Don't You Evah Spoon

This Is the Day The The

This Must Be the Place Talking Heads

Still New Smith Westerns

Kaputt Destroyer

HANNAH ELLIOTT Robinson High

Teen photographers and others were honored by Frameworks of Tampa Bay at its annual luncheon last week called Focus: The Art and Science of Emotional Intelligence.

The Focus Photo Contest asked high school students to submit original photographs depicting the highs and lows of any given day.

Gulf High junior Joanne Donovan won in the "fan favorite" category for her photo Pinned by Pressures. "One of the themes in my photography is personal experiences," Donovan said in an artist's statement. "This photo portrays the many societal pressures that exist among . . . students everyday. This represents the emotional low of a given day, because peer pressure causes stress and depression, which usually leads to other demonstrative conflicts. I used double exposure techniques." She won a $100 gift card.

Gulf High senior Tiffani Maybin was named overall winner for a documentary photo of her brother. "My little brother was upset because he did not want to come inside, he wanted to play in the water," Maybin said in an artist's statement. "I chose (the photo) because it portrays sadness very well, and has an interesting subject." She won $200.

World-renowned psychologist and science journalist Daniel Goleman, who authored the bestseller Emotional Intelligence, spoke at the Frameworks event.

Frameworks of Tampa Bay is a nonprofit organization whose mission is "to teach youth to manage their emotions, develop healthy relationships, and make good decisions for academic, career and personal success," according to its website, myframeworks.org.

HIGHS AND LOWS, CAPTURED

MIAMI TO ULTRA FEST: WE DON'T WANT YOU

After Ultra Music Fest fans without tickets last weekend stormed a fence and trampled a security guard, leaving her critically injured, some Miami city officials are calling for an end to the largest electronic music festival in the country, at least in their back yard. A Miami city commission member and the mayor say they will put a resolution before the commission to end Miami's relationship with the festival, which has seen arrests, drug overdoses and fence-hopping previously, according to a story by miami.cbslocal.com and the Miami Herald. "I think they have overstayed their welcome," said Commissioner Marc Sarnoff. Organizers expressed their wishes for speedy recovery of the guard, who experienced brain hemorrhaging and a broken leg.
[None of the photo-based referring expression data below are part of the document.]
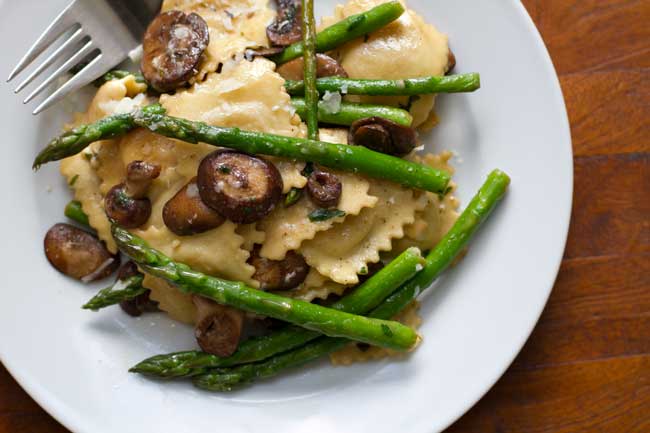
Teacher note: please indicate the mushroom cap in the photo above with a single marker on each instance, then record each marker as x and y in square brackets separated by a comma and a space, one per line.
[172, 48]
[78, 254]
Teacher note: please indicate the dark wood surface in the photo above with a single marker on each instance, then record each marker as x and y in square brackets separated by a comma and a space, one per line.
[586, 368]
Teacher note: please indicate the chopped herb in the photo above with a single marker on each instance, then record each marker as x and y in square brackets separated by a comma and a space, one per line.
[363, 270]
[292, 197]
[308, 170]
[412, 100]
[325, 214]
[442, 195]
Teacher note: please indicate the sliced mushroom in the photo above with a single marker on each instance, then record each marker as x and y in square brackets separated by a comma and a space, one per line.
[135, 307]
[185, 214]
[139, 175]
[78, 254]
[241, 187]
[128, 212]
[326, 67]
[284, 274]
[126, 203]
[324, 188]
[383, 135]
[287, 27]
[172, 48]
[218, 327]
[451, 61]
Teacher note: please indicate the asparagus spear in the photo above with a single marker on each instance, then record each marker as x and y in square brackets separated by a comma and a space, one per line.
[437, 261]
[346, 30]
[349, 113]
[75, 212]
[338, 156]
[408, 87]
[236, 294]
[309, 70]
[122, 290]
[75, 140]
[366, 297]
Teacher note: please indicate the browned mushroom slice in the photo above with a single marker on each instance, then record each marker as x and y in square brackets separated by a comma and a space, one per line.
[324, 188]
[326, 67]
[78, 253]
[139, 175]
[284, 274]
[287, 27]
[241, 187]
[186, 214]
[218, 328]
[140, 304]
[125, 210]
[250, 53]
[172, 48]
[383, 135]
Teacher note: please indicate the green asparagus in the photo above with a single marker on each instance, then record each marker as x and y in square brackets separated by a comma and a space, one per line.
[327, 321]
[75, 212]
[346, 30]
[367, 296]
[437, 261]
[349, 113]
[122, 290]
[408, 87]
[74, 141]
[309, 69]
[118, 75]
[454, 241]
[337, 156]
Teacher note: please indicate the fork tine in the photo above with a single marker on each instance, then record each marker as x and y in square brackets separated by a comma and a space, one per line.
[76, 58]
[88, 74]
[62, 23]
[71, 42]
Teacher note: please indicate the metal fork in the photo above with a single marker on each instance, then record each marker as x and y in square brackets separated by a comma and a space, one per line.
[99, 34]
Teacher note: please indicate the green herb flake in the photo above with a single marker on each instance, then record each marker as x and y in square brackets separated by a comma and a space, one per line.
[292, 197]
[363, 270]
[325, 214]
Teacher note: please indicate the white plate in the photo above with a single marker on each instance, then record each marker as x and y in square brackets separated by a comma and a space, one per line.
[74, 363]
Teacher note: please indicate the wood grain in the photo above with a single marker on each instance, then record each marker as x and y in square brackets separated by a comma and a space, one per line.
[586, 368]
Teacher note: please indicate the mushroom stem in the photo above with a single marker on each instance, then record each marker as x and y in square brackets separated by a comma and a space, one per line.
[218, 328]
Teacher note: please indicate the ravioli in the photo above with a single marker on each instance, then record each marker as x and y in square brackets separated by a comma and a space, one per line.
[286, 228]
[234, 25]
[347, 249]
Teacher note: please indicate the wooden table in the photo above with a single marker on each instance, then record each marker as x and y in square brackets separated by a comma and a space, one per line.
[586, 367]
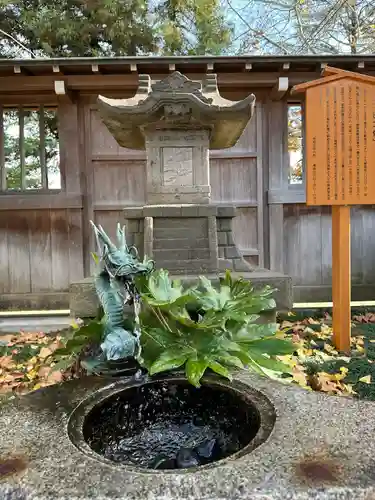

Is your future (fair and) bright?

The U.S. Department of Education's Office for Civil Rights has quietly revived an investigation of Florida's Bright Futures scholarships, a move that could reignite long-simmering complaints about the fairness of the popular program. Since the program's inception, an outsized share of more than $4 billion in scholarships has gone to white or affluent families, at least some of whom were wealthy enough to afford college without any help. In recent years, state lawmakers — concerned about rising costs of the program — changed the standards to make the scholarships even harder to get, raising the minimum SAT and ACT test scores to levels that critics charge will only further exclude poor and minority students. A spokesman, via email, said the office was "investigating allegations that the state of Florida utilizes criteria for determining eligibility for college scholarships that have the effect of discriminating against Latino and African-American students on the basis of national origin and race." Similar allegations resurfaced in a public way last spring after a University of South Florida analysis predicted that the new Bright Futures standards would benefit far fewer students.